HARBISON: The young girl was pinned in -- she was very contorted in the position that she was in -- the young girl. The other woman she was laying flat on her back and her only complaint at the time was leg pain -- no difficulty breathing or anything. She was having a lot of leg pain and some numbness in one of her legs.
O'BRIEN: Did you have any warning?
HARBISON: No. This came without warning. Obviously there was a mudslide 10 years ago and -- that one -- they did have warning for. They kind of knew that that one was going to happen. And it happened a lot slower. That slide, I'm told, people could outrun as it was coming down. The one yesterday just happened so quickly -- it was over in about 15 seconds.
O'BRIEN: Give us a sense of what the neighborhood looks like now.
HARBISON: It used to be a cute, little seaside community here. And it just has a giant tear right down the middle of it with probably 15 feet deep with dirt in the back spreading halfway through the town, basically. Just rubble and the remains of what used to be people's homes.
O'BRIEN: How were you evacuated from La Conchita?

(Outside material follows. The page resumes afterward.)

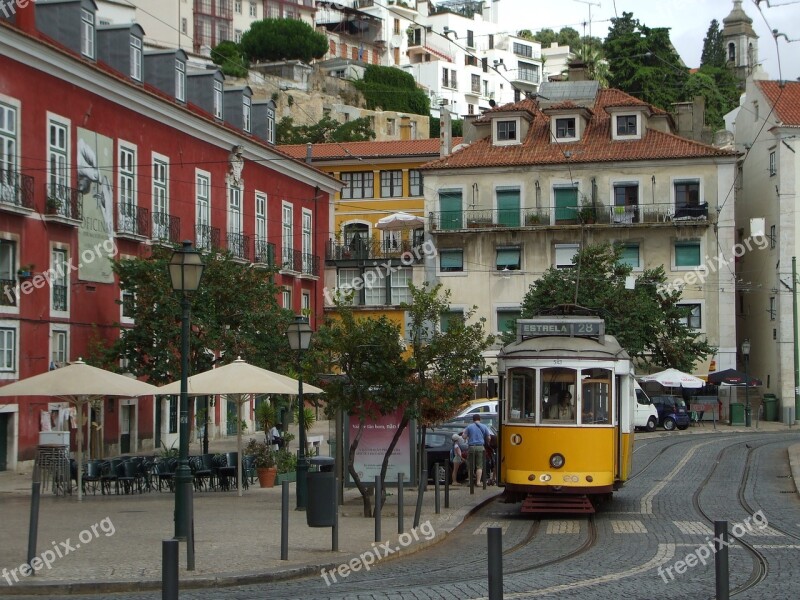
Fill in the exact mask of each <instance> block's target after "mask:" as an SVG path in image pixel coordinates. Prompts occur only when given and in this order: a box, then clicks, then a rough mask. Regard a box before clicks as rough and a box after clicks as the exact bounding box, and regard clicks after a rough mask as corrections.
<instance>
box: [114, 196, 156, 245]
mask: <svg viewBox="0 0 800 600" xmlns="http://www.w3.org/2000/svg"><path fill="white" fill-rule="evenodd" d="M117 233H118V234H119V235H135V236H142V237H150V210H149V209H147V208H144V207H141V206H136V205H133V204H120V205H119V210H118V211H117Z"/></svg>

HARBISON: I was just told, that everybody needs to evacuate and I was quite a bit shaken by that point. I think I just kind of wandered around my house in the dark for a little while thinking, What does one take? I actually just moved to La Conchita about a month ago. I just purchased my first home and so a lot of my stuff is still packed. So I wasn't quite sure what to grab, wasn't quite sure what was in the box anymore. So I just kind of grabbed some clothes and went.